Italy: Rome

Shhhh, don’t tell San Francisco, but I’ve fallen in love with another city—Rome.  We were ready to leave South America, but not ready for the spell that Rome cast on us.  It was just supposed to be a layover that we extended for a few nights, and now, I think it’s getting serious.  We rented a designer apartment near Piazza Navona that put us in the center of all the action.

We quickly turned on vacation mode which for us meant we ate three healthy (as in sizable) meals a day, consumed ice cream at least once and drank as much wine as possible.  In Rome, we found it hard to eat poorly.  Every restaurant was great: fresh pasta, homemade pizza, even the house wine.  No restaurant would be able to last in Rome without making food the way “mama” did.  We enjoyed recipes passed from generation to generation with much appreciation for real Italian food.  We sampled gelato flavors across Rome to compare flavor, texture and taste.  The size my belly grew can be measured in inches.

The best part about Rome for us was arguably the food, but the next was the fact that you could turn down an alley in the city and there was a high likelihood that something important happened there.

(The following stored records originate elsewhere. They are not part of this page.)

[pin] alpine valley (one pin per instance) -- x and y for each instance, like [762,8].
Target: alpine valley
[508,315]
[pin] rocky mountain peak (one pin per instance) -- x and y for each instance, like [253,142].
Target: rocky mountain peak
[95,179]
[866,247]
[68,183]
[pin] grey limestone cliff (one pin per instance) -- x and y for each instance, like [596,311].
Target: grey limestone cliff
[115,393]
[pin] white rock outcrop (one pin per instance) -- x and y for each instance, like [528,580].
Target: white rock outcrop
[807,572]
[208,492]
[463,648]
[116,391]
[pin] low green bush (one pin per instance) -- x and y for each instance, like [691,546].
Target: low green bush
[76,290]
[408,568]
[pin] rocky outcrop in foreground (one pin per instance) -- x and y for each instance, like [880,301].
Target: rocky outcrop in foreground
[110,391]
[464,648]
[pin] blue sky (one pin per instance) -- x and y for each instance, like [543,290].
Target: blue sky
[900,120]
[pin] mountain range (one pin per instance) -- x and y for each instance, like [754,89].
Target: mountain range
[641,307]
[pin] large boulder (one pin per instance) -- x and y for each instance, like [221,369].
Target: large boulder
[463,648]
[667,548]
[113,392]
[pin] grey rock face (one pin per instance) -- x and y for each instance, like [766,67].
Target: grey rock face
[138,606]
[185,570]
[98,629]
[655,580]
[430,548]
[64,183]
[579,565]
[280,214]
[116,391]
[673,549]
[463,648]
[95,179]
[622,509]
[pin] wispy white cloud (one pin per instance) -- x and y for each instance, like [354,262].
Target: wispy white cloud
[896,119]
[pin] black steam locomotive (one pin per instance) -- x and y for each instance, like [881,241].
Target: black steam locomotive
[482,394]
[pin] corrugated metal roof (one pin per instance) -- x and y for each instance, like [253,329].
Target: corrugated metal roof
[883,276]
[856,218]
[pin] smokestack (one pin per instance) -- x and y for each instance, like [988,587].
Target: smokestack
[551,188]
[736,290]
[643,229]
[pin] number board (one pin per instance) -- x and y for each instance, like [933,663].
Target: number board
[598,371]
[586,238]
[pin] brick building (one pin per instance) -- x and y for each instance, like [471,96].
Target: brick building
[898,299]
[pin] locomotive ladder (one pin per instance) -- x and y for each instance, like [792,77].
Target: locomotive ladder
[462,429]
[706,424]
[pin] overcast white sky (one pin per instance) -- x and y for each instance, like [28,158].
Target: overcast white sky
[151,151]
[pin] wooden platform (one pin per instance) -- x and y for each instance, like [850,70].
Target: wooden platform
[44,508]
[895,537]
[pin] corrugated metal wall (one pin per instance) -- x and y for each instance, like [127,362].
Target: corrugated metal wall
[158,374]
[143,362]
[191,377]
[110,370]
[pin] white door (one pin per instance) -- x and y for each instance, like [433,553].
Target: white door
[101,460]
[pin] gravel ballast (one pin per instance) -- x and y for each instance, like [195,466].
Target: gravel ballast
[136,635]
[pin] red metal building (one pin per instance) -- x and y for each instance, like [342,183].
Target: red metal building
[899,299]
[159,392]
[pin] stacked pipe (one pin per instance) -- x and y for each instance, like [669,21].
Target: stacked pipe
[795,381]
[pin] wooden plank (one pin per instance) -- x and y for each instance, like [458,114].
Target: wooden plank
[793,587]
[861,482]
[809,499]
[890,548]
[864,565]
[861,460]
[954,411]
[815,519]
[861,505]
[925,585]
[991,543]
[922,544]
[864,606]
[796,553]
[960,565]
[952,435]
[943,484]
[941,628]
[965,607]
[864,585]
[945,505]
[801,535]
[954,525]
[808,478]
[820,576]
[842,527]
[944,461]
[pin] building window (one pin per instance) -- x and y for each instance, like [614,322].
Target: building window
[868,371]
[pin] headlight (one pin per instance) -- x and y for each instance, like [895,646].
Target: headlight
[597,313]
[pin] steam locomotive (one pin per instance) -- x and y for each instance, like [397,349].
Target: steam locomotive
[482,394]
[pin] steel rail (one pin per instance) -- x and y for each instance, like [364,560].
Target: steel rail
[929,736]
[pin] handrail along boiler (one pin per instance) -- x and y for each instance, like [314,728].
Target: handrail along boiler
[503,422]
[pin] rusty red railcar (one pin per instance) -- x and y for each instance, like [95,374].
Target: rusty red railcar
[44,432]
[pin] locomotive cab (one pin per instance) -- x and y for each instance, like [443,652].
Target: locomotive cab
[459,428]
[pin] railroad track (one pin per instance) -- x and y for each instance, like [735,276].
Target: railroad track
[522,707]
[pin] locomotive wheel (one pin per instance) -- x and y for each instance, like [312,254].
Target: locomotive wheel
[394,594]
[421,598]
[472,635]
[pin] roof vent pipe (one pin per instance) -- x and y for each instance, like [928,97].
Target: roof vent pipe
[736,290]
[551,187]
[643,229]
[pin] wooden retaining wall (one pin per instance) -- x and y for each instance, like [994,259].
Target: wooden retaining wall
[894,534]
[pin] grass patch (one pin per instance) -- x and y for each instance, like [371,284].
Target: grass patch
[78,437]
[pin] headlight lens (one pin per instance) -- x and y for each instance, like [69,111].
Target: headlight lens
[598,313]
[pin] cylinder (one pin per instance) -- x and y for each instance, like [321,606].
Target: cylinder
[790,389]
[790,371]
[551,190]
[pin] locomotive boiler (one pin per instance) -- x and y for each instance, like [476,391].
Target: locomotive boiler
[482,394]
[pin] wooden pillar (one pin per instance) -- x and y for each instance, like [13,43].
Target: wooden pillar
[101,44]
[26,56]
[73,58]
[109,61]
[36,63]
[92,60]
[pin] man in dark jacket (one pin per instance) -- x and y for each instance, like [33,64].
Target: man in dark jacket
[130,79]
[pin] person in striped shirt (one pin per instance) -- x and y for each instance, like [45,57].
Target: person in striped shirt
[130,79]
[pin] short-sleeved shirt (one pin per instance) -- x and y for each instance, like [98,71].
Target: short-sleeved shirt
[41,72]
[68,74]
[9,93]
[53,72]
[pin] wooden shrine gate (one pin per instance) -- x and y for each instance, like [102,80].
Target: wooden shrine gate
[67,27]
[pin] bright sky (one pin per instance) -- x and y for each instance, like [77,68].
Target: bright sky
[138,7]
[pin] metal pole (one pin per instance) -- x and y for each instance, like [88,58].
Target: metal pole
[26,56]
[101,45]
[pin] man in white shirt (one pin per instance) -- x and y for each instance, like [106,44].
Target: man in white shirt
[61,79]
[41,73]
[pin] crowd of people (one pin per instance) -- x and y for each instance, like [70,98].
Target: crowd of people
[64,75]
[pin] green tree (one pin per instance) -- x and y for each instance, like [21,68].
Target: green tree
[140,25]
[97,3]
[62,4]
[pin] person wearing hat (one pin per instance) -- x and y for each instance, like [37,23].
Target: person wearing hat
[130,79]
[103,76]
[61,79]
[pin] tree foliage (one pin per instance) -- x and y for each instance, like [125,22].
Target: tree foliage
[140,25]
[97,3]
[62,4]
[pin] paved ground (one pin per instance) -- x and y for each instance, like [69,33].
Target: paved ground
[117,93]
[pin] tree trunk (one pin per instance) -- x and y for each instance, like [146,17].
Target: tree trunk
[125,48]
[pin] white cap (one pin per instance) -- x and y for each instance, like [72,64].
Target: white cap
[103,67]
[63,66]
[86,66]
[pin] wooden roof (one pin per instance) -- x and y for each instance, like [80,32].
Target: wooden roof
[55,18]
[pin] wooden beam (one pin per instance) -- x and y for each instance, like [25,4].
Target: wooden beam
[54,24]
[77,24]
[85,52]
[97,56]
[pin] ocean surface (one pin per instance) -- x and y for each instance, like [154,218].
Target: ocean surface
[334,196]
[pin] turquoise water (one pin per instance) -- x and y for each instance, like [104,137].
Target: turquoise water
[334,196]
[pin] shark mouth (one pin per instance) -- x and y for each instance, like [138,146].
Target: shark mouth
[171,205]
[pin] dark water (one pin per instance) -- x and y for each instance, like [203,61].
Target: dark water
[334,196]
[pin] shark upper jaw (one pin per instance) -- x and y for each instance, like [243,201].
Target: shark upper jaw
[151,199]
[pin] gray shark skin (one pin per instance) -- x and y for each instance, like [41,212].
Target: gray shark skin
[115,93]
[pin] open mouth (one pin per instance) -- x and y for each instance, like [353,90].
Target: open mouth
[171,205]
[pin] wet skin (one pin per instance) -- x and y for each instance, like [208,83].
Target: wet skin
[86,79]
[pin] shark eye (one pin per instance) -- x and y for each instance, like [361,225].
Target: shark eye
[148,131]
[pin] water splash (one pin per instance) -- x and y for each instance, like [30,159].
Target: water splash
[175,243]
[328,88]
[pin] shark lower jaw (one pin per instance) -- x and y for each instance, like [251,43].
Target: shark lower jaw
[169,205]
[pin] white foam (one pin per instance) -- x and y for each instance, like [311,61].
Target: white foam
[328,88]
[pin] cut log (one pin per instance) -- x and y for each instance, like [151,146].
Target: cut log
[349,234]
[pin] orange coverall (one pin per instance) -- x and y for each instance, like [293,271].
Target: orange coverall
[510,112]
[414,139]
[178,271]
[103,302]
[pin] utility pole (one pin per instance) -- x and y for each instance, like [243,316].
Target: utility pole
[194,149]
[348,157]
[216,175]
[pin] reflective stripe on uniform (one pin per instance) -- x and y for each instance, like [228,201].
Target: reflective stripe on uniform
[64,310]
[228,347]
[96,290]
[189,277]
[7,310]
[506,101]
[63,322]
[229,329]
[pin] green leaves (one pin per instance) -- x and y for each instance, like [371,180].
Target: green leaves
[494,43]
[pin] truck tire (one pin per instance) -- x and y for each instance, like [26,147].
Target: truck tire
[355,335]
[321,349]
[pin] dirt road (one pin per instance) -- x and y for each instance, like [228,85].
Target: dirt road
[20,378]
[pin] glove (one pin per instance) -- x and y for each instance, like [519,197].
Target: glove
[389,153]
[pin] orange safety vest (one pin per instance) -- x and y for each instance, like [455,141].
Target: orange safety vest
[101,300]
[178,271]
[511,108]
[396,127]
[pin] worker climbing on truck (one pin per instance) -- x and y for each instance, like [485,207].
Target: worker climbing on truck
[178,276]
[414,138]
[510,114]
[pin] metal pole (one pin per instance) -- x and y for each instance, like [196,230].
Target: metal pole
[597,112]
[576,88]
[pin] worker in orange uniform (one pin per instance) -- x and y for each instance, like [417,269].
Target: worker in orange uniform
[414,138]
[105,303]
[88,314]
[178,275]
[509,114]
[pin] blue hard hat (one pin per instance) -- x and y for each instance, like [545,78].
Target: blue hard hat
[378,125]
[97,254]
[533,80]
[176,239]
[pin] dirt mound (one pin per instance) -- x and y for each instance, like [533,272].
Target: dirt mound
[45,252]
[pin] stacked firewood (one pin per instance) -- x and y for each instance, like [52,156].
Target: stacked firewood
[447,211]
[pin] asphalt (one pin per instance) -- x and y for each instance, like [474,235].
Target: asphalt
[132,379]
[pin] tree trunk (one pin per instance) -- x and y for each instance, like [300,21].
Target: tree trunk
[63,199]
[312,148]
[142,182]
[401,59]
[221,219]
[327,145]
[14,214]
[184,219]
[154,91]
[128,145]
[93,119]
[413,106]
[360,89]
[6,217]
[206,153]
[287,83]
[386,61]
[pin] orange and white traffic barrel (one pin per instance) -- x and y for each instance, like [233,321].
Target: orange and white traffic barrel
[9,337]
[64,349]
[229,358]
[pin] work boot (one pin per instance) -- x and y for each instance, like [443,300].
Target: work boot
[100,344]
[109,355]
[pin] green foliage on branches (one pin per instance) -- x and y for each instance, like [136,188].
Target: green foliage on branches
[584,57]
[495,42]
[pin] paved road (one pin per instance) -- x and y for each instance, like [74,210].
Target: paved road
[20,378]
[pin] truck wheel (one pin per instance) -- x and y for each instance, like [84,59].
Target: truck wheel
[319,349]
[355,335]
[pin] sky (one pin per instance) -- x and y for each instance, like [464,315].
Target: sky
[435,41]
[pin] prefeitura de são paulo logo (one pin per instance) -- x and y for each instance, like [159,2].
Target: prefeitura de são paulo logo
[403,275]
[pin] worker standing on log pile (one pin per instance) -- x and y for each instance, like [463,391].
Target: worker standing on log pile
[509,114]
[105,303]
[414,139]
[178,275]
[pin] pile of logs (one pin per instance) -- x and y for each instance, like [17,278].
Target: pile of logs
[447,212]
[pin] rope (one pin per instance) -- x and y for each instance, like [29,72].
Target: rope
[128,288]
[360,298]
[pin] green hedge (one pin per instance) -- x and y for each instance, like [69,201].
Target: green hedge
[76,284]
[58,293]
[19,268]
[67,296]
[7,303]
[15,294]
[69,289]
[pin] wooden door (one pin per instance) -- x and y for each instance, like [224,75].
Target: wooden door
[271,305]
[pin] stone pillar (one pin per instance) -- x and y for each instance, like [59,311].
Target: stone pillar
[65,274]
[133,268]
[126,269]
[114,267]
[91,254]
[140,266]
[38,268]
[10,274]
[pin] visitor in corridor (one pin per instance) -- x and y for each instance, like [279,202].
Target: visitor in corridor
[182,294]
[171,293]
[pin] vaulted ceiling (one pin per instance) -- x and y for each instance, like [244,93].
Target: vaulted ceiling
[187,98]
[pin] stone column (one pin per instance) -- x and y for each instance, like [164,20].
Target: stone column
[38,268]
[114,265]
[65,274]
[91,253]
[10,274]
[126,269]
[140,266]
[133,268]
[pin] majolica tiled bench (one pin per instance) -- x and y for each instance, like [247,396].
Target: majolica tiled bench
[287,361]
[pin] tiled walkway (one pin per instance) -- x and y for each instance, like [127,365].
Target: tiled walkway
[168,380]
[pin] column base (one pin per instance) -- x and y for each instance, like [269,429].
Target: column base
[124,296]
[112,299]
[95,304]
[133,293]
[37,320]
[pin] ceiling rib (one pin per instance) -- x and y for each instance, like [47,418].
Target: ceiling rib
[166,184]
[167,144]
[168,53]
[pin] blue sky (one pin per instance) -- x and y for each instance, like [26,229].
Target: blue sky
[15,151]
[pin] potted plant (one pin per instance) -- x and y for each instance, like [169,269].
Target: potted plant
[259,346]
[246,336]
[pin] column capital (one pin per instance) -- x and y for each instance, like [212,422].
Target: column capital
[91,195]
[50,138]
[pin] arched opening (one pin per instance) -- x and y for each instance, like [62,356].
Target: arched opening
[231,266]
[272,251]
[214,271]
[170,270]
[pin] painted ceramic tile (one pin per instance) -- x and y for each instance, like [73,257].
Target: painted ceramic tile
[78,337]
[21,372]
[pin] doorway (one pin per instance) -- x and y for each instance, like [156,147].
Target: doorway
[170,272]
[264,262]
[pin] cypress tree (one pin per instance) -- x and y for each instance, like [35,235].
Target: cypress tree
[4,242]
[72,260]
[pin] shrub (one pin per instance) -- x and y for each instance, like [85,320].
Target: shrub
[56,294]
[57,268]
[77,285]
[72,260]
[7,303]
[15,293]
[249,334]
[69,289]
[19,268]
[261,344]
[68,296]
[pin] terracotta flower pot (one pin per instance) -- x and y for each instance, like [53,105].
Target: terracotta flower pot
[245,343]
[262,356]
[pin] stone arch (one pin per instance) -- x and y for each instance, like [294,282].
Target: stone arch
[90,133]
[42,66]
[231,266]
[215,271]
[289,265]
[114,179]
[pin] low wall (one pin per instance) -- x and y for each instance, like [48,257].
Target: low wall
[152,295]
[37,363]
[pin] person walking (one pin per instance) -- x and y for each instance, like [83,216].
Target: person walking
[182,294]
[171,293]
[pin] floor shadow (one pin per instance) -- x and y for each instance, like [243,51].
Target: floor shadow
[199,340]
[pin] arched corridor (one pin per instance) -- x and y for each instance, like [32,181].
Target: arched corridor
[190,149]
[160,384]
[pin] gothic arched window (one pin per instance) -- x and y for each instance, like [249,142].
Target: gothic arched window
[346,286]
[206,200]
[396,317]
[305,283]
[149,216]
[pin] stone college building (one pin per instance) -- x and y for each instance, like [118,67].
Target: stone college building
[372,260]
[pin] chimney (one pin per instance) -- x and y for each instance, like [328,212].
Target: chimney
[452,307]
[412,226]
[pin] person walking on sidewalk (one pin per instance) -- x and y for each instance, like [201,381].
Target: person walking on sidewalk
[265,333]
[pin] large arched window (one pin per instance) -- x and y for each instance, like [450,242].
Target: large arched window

The history and culture surrounding even the local gelato store made things feel special.  Already overwhelmed with the city and knowing we only had three days to explore, we went ahead and sprung for the Rome Card (a Disneyland-like fast pass) which allowed us to skip the lines at both the Forum and Colosseum.  We started at the Forum, taking our hosts’ Blue Guide as a reference.  Joshua led us back in time past Julius Cesar’s grave and the heart of ancient Rome.  We spent the morning soaking up our surroundings, trying to catch a glimpse of what Rome was like before hordes of tourists descended upon it each summer.  I’ve never seen SO many fancy cameras.  Even 10 year old tourist children were taking photos with them.

The Colosseum was exactly what Joshua was hoping for—a real life scene from Gladiator (his favorite movie).  Its floor was built to include hatches that could reveal new obstacles, animals and warriors at any time during the “show.”  The sand covering the wooden stage was meant to soak up the blood.  As gruesome as its typical entertainment may have been, the stadium was well designed for its use.

We continued our self-guided tour at the Pantheon, located just a few blocks from our apartment.  The Pantheon opened our eyes to the drama hidden in Rome: the feud between Raphael and Michaelangelo, the contrasting wishes of successive popes and Bernini—you either love him or hate him, but he’s impossible to ignore.

We passed the Trevi Fountain en route to the Spanish steps, so we made our wishes and threw in a coin for our eventual return to Rome.

As the sun went down at the Spanish Steps, we shared the scene with other tourists appreciating the bustling action of the city.

We spent another day walking through the Jewish ghetto of the city and taking a tour of the synagogue that remains in the area.  It is a demonstration of efficiency.  When Rome regulated the Jews, they were allowed one synagogue, but with several groups practicing, the synagogue actually houses 5 schools under the same roof.  Just across the river, we meandered through the Travesterre neighborhood, full of shops and restaurants on our way to St. Peter’s Basilica.  Even though it was late in the day, we found out it was the perfect time to visit.  The crowds were mostly gone.  The late afternoon light coming through the windows shown down in a very angelic way.  When we climbed to the top of the dome, the 5pm service had started, so we got to listen to the most beautiful chanting and hymns from above.

We made our plans to come back to the Vatican early the next morning.  We used our Blue Guide to move through the museum, which provided information on every room far beyond our comprehension.  The construction of the hallways of the Vatican is elaborate, and each room is dedicated fully to its contents, so we enjoyed an overall feeling of awe while being there.

We traveled the maze to the Sistine Chapel where, in silence, we stared at the ceiling.  I took a picture (bad girl!) But, I couldn’t help it!

Even the stairs leaving were artistic.

Our host, Tommy, recommended one final stop for us in Rome, the Capuchin Crypt.  This odd work of art is composed of human bones (actually dead friars from the monk order) that have been organized into patterns and nailed to the walls or stacked in piles.  Each room has a completely new theme and decoration–hip bone, clavicle, hip bone in one room and femur, ankle, femur in another.  Even the light fixtures are made from human bones.  It’s half disgusting and half the most creative idea I’ve ever seen.  In the museum leading up to it, the information hinted that the monk who designed the rooms may have been a little obsessive…

We tried to leave Rome undone…only spending a few hours each day seeing the sights.  We spent the rest eating, shopping and generally enjoying our surroundings.  We plan to come back, if only for the fresh flowing water the you can drink from the streets that made Joshua so incredibly happy (after spending the last 6 months drinking through a filter).  I’m so excited we’ve finally found this city, filled with fashion, food, entertainment and culture.  But I can’t help but wonder, how are we just visiting for the first time?!  And, what are the immigration laws?